Aquella noche había más gente en el pub. Los congregados eran en su mayor parte granjeros que habían ido a pie, en tractor y en Land Rover para comentar a grito pelado el tiempo. El humo de sus cigarrillos y pipas flotaba como una masa espesa en el aire, mientras cada uno comentaba el efecto que la nevada incesante estaba obrando en las ovejas, las carreteras, sus mujeres y su trabajo. Gracias a un respiro entre mediodía y las seis de la tarde, aún no habían quedado bloqueados por la nieve, pero habían vuelto a caer pertinaces copos desde las seis y media, y daba la impresión de que los granjeros se estaban fortificando para un largo asedio.

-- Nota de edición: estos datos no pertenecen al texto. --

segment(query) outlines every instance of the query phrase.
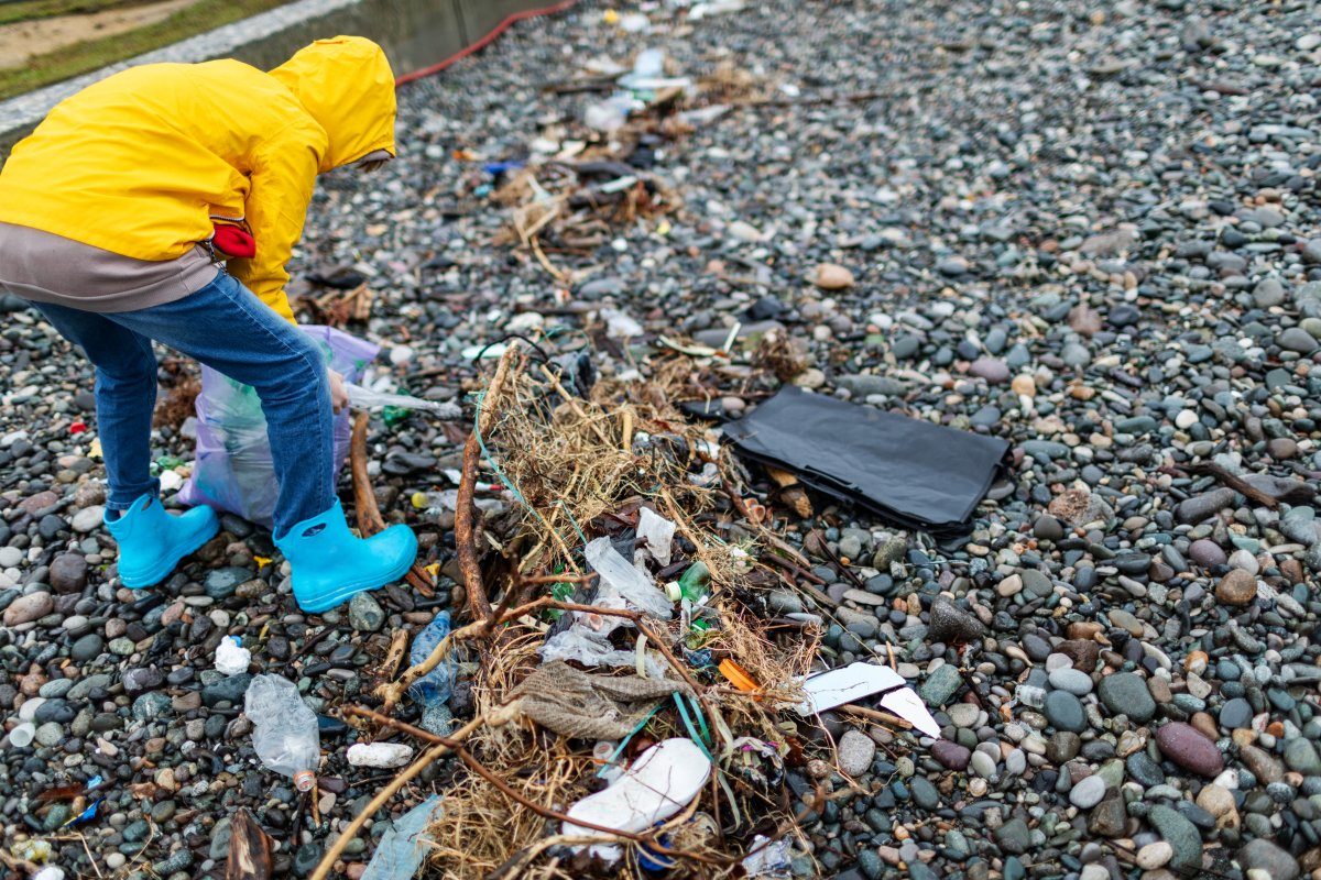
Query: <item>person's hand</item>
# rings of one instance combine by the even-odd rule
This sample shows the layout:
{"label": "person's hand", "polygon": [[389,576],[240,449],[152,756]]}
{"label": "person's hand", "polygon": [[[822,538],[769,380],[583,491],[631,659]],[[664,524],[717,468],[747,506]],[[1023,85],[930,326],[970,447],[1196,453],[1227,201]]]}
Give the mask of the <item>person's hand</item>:
{"label": "person's hand", "polygon": [[330,373],[330,408],[338,416],[349,405],[349,392],[343,387],[343,376],[333,369],[326,372]]}

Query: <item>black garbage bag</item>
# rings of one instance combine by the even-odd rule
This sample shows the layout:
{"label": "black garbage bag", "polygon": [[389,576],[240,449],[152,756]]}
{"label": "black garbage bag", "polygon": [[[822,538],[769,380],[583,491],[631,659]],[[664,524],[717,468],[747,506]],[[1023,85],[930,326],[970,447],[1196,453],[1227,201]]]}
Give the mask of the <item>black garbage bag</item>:
{"label": "black garbage bag", "polygon": [[971,530],[1009,443],[787,387],[725,425],[738,453],[937,538]]}

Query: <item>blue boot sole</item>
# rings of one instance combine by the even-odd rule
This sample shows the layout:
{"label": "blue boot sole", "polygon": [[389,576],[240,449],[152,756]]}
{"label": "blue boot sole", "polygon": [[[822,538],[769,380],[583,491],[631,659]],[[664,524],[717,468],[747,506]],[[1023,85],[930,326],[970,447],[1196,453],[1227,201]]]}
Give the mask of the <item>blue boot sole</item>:
{"label": "blue boot sole", "polygon": [[125,574],[123,570],[120,570],[119,582],[125,587],[128,587],[129,590],[145,590],[147,587],[155,587],[157,583],[169,577],[169,573],[174,570],[174,567],[180,563],[180,561],[184,557],[197,553],[198,550],[202,549],[202,545],[205,545],[207,541],[219,534],[221,524],[214,522],[214,526],[215,528],[207,529],[201,536],[198,536],[198,540],[196,542],[185,544],[181,549],[176,550],[174,553],[161,557],[156,562],[156,565],[151,566],[143,574],[137,573]]}
{"label": "blue boot sole", "polygon": [[330,611],[332,608],[342,606],[345,602],[349,602],[349,599],[353,599],[359,592],[379,590],[387,583],[394,583],[395,581],[399,581],[400,578],[404,577],[404,574],[408,573],[408,569],[412,567],[413,559],[416,557],[417,551],[416,549],[413,549],[413,551],[410,553],[403,559],[403,562],[390,569],[384,575],[370,578],[366,581],[350,581],[349,583],[337,583],[333,588],[328,591],[317,591],[318,595],[316,596],[316,599],[310,600],[308,604],[304,604],[303,600],[299,599],[299,588],[295,587],[293,600],[297,602],[299,608],[301,608],[306,613],[317,615],[321,613],[322,611]]}

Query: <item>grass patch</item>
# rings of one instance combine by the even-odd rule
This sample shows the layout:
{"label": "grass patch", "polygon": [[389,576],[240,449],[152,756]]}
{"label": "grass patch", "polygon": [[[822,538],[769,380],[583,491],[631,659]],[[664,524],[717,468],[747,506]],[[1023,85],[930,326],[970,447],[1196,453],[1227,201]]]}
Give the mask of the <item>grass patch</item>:
{"label": "grass patch", "polygon": [[[32,0],[33,3],[98,3],[98,0]],[[102,8],[111,5],[100,0]],[[0,70],[0,100],[168,46],[239,18],[283,7],[288,0],[198,0],[169,18],[136,30],[89,40],[36,55],[26,66]]]}
{"label": "grass patch", "polygon": [[32,21],[33,18],[104,12],[120,7],[140,7],[145,3],[151,3],[151,0],[20,0],[20,3],[0,4],[0,25]]}

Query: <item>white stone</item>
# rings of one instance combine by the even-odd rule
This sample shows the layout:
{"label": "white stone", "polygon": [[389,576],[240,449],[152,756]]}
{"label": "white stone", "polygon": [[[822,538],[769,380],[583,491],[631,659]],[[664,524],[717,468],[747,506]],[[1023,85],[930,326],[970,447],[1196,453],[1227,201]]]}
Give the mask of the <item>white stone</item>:
{"label": "white stone", "polygon": [[100,528],[102,517],[106,516],[106,508],[100,504],[92,504],[91,507],[85,507],[83,509],[74,513],[73,526],[74,532],[86,534],[92,529]]}
{"label": "white stone", "polygon": [[1106,780],[1100,778],[1099,774],[1089,776],[1083,781],[1074,785],[1073,790],[1069,792],[1069,802],[1079,810],[1090,810],[1100,803],[1104,797]]}

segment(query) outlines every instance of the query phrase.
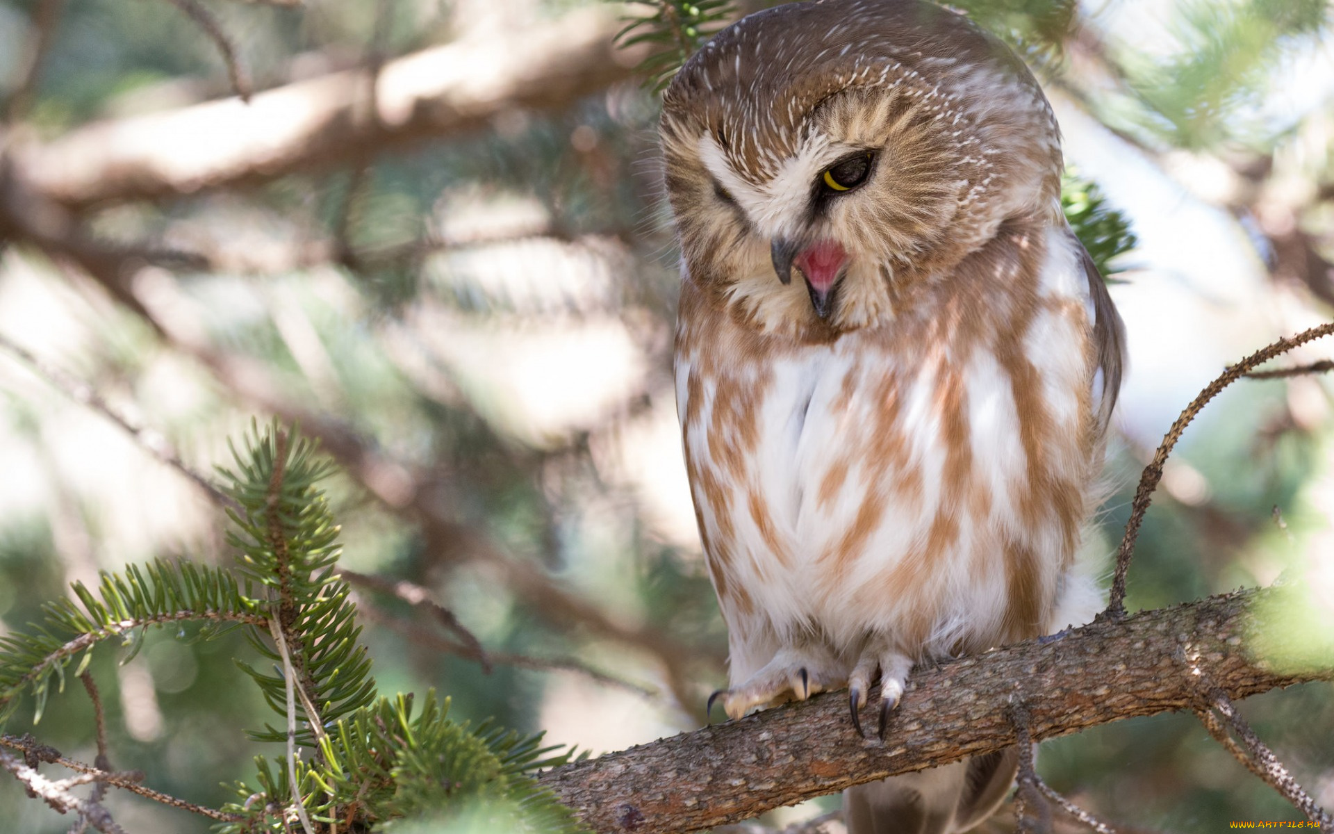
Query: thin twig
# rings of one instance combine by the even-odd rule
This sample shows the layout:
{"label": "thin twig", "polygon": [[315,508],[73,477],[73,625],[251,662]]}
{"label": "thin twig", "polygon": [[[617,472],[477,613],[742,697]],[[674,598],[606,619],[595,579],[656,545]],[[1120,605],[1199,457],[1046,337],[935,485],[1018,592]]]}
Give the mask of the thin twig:
{"label": "thin twig", "polygon": [[360,584],[384,594],[392,594],[398,599],[402,599],[414,607],[424,608],[431,614],[435,622],[440,623],[455,637],[463,641],[462,649],[464,651],[462,654],[464,654],[464,657],[476,661],[482,665],[482,671],[491,674],[491,659],[487,657],[487,651],[482,647],[482,641],[479,641],[475,634],[468,631],[464,624],[459,622],[459,618],[454,615],[454,611],[431,599],[430,590],[406,579],[387,579],[384,576],[359,574],[346,568],[340,568],[339,574],[343,579],[347,579],[352,584]]}
{"label": "thin twig", "polygon": [[1334,371],[1334,359],[1321,359],[1319,362],[1313,362],[1310,364],[1299,364],[1293,368],[1277,368],[1274,371],[1251,371],[1246,374],[1246,378],[1285,379],[1287,376],[1302,376],[1305,374],[1325,374],[1326,371]]}
{"label": "thin twig", "polygon": [[236,502],[223,494],[216,486],[212,484],[207,478],[196,472],[195,470],[185,466],[176,451],[171,447],[167,439],[157,431],[152,428],[144,428],[141,426],[135,426],[120,414],[113,410],[107,400],[97,394],[96,388],[88,383],[77,379],[72,374],[67,374],[61,368],[45,362],[27,348],[20,347],[17,343],[11,340],[5,335],[0,335],[0,350],[8,352],[11,356],[19,359],[28,368],[47,380],[53,388],[75,400],[81,406],[92,408],[101,416],[107,418],[120,428],[123,428],[141,448],[148,451],[151,455],[172,467],[189,480],[192,480],[199,488],[204,490],[215,503],[223,507],[232,507],[239,510]]}
{"label": "thin twig", "polygon": [[196,0],[168,0],[172,5],[185,12],[185,15],[208,35],[208,39],[213,41],[217,47],[217,52],[223,56],[223,63],[227,64],[227,77],[232,83],[232,91],[240,96],[241,101],[249,103],[251,84],[241,68],[240,61],[236,59],[236,47],[232,45],[231,37],[223,31],[221,24],[213,17],[213,13],[207,8],[196,3]]}
{"label": "thin twig", "polygon": [[1014,794],[1015,831],[1021,834],[1050,834],[1051,809],[1038,791],[1042,779],[1033,761],[1033,735],[1029,731],[1029,709],[1023,703],[1010,707],[1015,741],[1019,747],[1019,789]]}
{"label": "thin twig", "polygon": [[241,814],[228,814],[225,811],[213,810],[211,807],[204,807],[201,805],[195,805],[193,802],[185,802],[184,799],[177,799],[161,791],[156,791],[151,787],[144,787],[139,782],[144,778],[144,774],[139,771],[128,773],[107,773],[92,765],[85,765],[77,759],[69,759],[45,745],[39,745],[31,735],[17,738],[13,735],[0,735],[0,747],[9,747],[12,750],[21,750],[24,757],[33,757],[36,761],[51,762],[53,765],[60,765],[61,767],[68,767],[69,770],[76,770],[79,773],[93,774],[97,777],[99,782],[111,785],[112,787],[119,787],[121,790],[128,790],[132,794],[137,794],[145,799],[152,799],[153,802],[179,809],[183,811],[189,811],[191,814],[199,814],[200,817],[207,817],[217,822],[243,822],[245,819]]}
{"label": "thin twig", "polygon": [[1106,822],[1098,819],[1097,817],[1094,817],[1089,811],[1083,810],[1082,807],[1079,807],[1078,805],[1075,805],[1070,799],[1066,799],[1065,797],[1062,797],[1061,794],[1058,794],[1057,791],[1054,791],[1051,789],[1051,786],[1047,785],[1046,782],[1043,782],[1042,779],[1038,779],[1038,790],[1042,791],[1043,797],[1046,797],[1051,802],[1055,802],[1057,805],[1059,805],[1061,810],[1063,810],[1065,813],[1070,814],[1071,817],[1074,817],[1079,822],[1085,823],[1086,826],[1089,826],[1094,831],[1098,831],[1098,834],[1117,834],[1117,829],[1114,829],[1110,825],[1107,825]]}
{"label": "thin twig", "polygon": [[32,105],[37,80],[41,77],[41,67],[47,61],[47,53],[51,52],[51,44],[56,40],[56,29],[60,27],[64,7],[65,0],[40,0],[37,4],[37,13],[32,21],[36,37],[28,37],[29,45],[28,53],[24,56],[23,75],[5,105],[4,119],[9,124],[17,121]]}
{"label": "thin twig", "polygon": [[56,811],[61,814],[75,811],[103,834],[125,834],[125,830],[116,825],[116,821],[111,818],[111,813],[101,805],[92,799],[81,799],[69,793],[69,789],[95,781],[95,777],[89,778],[85,774],[60,781],[48,779],[28,762],[3,750],[0,750],[0,767],[4,767],[23,782],[29,795],[39,797]]}
{"label": "thin twig", "polygon": [[[1018,819],[1019,831],[1050,831],[1051,806],[1042,798],[1055,802],[1063,811],[1085,823],[1098,834],[1117,834],[1117,830],[1102,822],[1074,802],[1066,799],[1051,789],[1042,777],[1038,775],[1034,761],[1033,737],[1029,731],[1029,710],[1023,703],[1010,707],[1010,721],[1014,723],[1014,733],[1019,743],[1019,790],[1014,797],[1014,813]],[[1039,819],[1034,821],[1029,815],[1030,807],[1038,807]]]}
{"label": "thin twig", "polygon": [[1117,551],[1117,572],[1111,580],[1111,596],[1107,602],[1107,610],[1105,612],[1107,616],[1119,619],[1126,615],[1126,575],[1130,572],[1130,558],[1135,550],[1135,540],[1139,538],[1139,526],[1145,520],[1145,512],[1149,510],[1149,504],[1153,500],[1154,490],[1158,488],[1158,482],[1163,476],[1163,464],[1167,463],[1167,455],[1170,455],[1173,447],[1177,446],[1182,432],[1186,431],[1186,426],[1195,419],[1195,415],[1198,415],[1209,400],[1214,399],[1219,391],[1241,379],[1255,366],[1269,362],[1275,356],[1281,356],[1295,347],[1311,342],[1313,339],[1327,336],[1331,332],[1334,332],[1334,322],[1302,331],[1289,339],[1279,339],[1278,342],[1255,351],[1237,364],[1229,366],[1227,370],[1218,376],[1218,379],[1209,383],[1209,386],[1201,391],[1189,406],[1186,406],[1186,410],[1181,412],[1177,422],[1173,423],[1171,428],[1167,430],[1167,434],[1163,435],[1163,442],[1158,446],[1158,451],[1154,452],[1153,462],[1145,467],[1145,472],[1139,478],[1139,487],[1135,488],[1135,499],[1131,504],[1130,519],[1126,522],[1126,534],[1122,536],[1121,547]]}
{"label": "thin twig", "polygon": [[[1311,822],[1319,825],[1323,834],[1334,834],[1334,818],[1311,799],[1310,794],[1287,771],[1287,767],[1278,761],[1274,751],[1255,735],[1250,723],[1237,711],[1237,706],[1231,698],[1217,686],[1213,686],[1209,677],[1203,673],[1198,673],[1195,678],[1201,683],[1202,699],[1202,705],[1195,710],[1195,715],[1199,717],[1199,722],[1205,725],[1209,734],[1233,754],[1233,758],[1291,802],[1293,807],[1302,811]],[[1222,721],[1219,717],[1222,717]],[[1239,742],[1227,733],[1225,721],[1241,739]]]}
{"label": "thin twig", "polygon": [[287,651],[283,627],[277,620],[279,616],[268,618],[268,627],[273,634],[277,654],[283,658],[283,683],[287,686],[287,779],[292,790],[292,802],[296,803],[296,815],[301,819],[301,829],[305,834],[315,834],[309,814],[305,813],[305,802],[301,799],[301,786],[296,782],[296,670],[292,669],[292,657]]}
{"label": "thin twig", "polygon": [[[111,753],[107,746],[107,713],[101,707],[101,694],[97,691],[97,683],[92,679],[92,673],[85,671],[79,675],[79,679],[84,685],[84,690],[88,693],[88,701],[92,702],[93,723],[97,727],[97,758],[93,759],[93,765],[99,770],[111,770]],[[89,799],[93,803],[101,802],[107,795],[107,783],[97,782],[92,786],[92,794]],[[84,834],[92,821],[88,817],[81,817],[71,829],[69,834]]]}

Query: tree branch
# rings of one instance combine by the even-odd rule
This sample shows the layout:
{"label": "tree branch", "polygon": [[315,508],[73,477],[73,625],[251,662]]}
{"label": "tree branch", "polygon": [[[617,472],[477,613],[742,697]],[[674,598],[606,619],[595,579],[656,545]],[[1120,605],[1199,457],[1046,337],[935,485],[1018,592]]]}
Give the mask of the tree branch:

No eran los únicos. Los adolescentes del pueblo se habían refugiado al fondo del pub, concentrados en las máquinas tragaperras y en observar el número habitual de Pam Rice con su novio, igual al que habían escenificado la noche en que los St. James llegaron a Winslough. Brendan Power estaba sentado cerca del fuego, y levantaba la vista esperanzado cada vez que se abría la puerta, con tenaz regularidad a medida que más lugareños entraban, sacudiéndose la nieve de la ropa y el cabello.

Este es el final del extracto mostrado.